Commentary | Education

Lessons—A School District Refuses to Worship Scores Alone

These pieces originally appeared as a weekly column entitled “Lessons” in The New York Times between 1999 and 2003.

[ THIS ARTICLE FIRST APPEARED IN THE NEW YORK TIMES ON FEBRUARY 14, 2001 ]

A School District Refuses to Worship Scores Alone

By Richard Rothstein

PARK RIDGE, Ill. — In 1997, four school board members in this upper-middle-class Chicago suburb ran for re-election against challengers who said that test scores were high, but not high enough.

“We always answered that test scores don’t tell the whole story,” recalled Dean Krone, a lawyer who retained his seat in that election. “But we began to wonder, `What is the rest of the story?’ “

The question led the board to define a fuller range of school goals and ask how progress toward them might be measured. The district now hopes to create an index of outcomes in which test scores are one, but not the only one.

This may be at odds with a national test-score emphasis (although it is easier for Park Ridge to explore radical approaches, because its affluent students get good scores with relatively little effort). Still, the American public as a whole, in polls and focus groups, says schools should place higher priorities on goals like good citizenship than on test scores. And another Park Ridge board member, John Pierce, an actuary, complains that national and state leaders want to hold schools accountable only for results that are easy to measure.

“Scores are important,” said a third member of the board, Jane Meagher, a management consultant, “but in our middle schools, bullying is a bigger problem. Wouldn’t it be wonderful to measure a decrease in bullying?”

The district is now trying to do just that. Three years ago, Superintendent Fred Schroeder asked each school to define an academic area on which to focus. At Lincoln Middle School, faculty and parents proposed “emotional intelligence.”

Dr. Schroeder and his board were skeptical. “We really didn’t think this was an academic goal,” he remembered. But the Lincoln team gave each board member a copy of Daniel Goleman’s “Emotional Intelligence” (Bantam Books, 1995), and the board’s view of educational ends evolved.

Now, trust, stress management and other emotional skills are explicitly taught at the district’s middle schools. Last month, for example, sixth graders had lessons in anger management. The pupils wrote about quarrels they had experienced, and then teachers led discussions on how to handle the anger: by talking with adults, trying to imagine how the other person feels, counting to 10.

Ann Deacon, a math teacher, says this focus has also helped her weave emotional skills explicitly into academic lessons. Sixth graders, she says, typically want answers right away and resent having to take time to figure them out. So when Ms. Deacon recently asked her pupils for the sum of angles in a polygon, she gave out pattern-blocks of isosceles and right triangles. As the pupils struggled for the right combinations, she discussed with them the value of perseverance and patience. In the end, they learned geometry not only more thoroughly but also with more satisfaction, which, she hopes, will inspire patience in other situations.

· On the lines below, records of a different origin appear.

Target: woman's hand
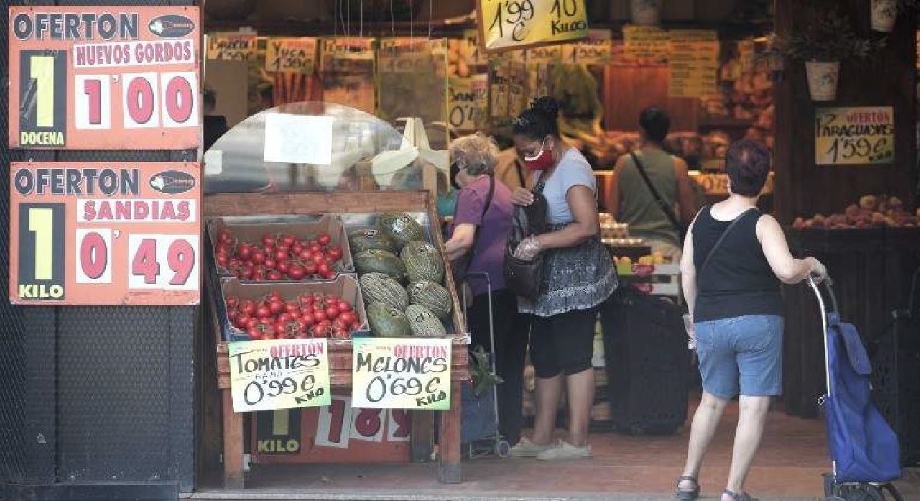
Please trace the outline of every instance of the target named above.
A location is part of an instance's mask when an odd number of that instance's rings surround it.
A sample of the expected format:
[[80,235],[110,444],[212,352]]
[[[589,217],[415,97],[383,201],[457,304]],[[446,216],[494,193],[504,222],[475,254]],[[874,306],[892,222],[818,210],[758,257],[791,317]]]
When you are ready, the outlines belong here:
[[515,188],[514,191],[512,192],[512,201],[514,202],[514,205],[527,207],[534,203],[534,194],[525,188]]
[[540,241],[535,236],[528,236],[518,244],[517,248],[514,249],[514,256],[518,259],[532,261],[542,250],[543,245],[540,245]]

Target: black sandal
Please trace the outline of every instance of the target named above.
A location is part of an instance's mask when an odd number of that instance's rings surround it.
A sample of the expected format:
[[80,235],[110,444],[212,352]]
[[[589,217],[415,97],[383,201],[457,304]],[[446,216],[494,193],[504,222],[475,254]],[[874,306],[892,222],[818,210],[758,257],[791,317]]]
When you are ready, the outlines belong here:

Such teaching is not so unusual. More remarkable is the district’s determination to measure results and, by adopting the planned index of outcomes, to weigh their importance against that of test scores. To measure emotional growth, attitudinal testing was considered but rejected. Instead, schools plan to track the number of student fights and detentions.

The true gauge, of course, is lifelong behavior, not school disciplinary cases. This is no different from assessing performance in traditional academic areas, for which the district also seeks better measures. Whether students, in later life, join Oprah’s Book Club is a better indicator of middle school reading instruction than how they interpreted test passages at age 11. And voting participation, along with history tests, might be an indicator of social studies teaching.

Dr. Schroeder, the superintendent, also hopes to judge elementary instruction by how students later do on college entrance exams. This requires a data system that, unusual in American education, codes high school records by the primary schools students attended.

The Park Ridge endeavor is fraught with difficulties. How should objectives rank in importance? Taking instructional time to teach emotional intelligence means less time for something else. Is a 10 percent decline in bullying worth a 5 percentile increase in science scores, or more?

Board members will have to be cautious that goals they adopt truly reflect community values. It may seem obvious that schools should teach children to respect others, but some parents may feel that explicit curriculum for such behavior infringes on family responsibility. As a result, while all schools teach values, fewer acknowledge doing so.

Still, there is a growing national backlash over what many parents and teachers consider excessive focus on standardized tests. Park Ridge is a rare place where educators not only complain about test-driven accountability, but are seeking an alternative.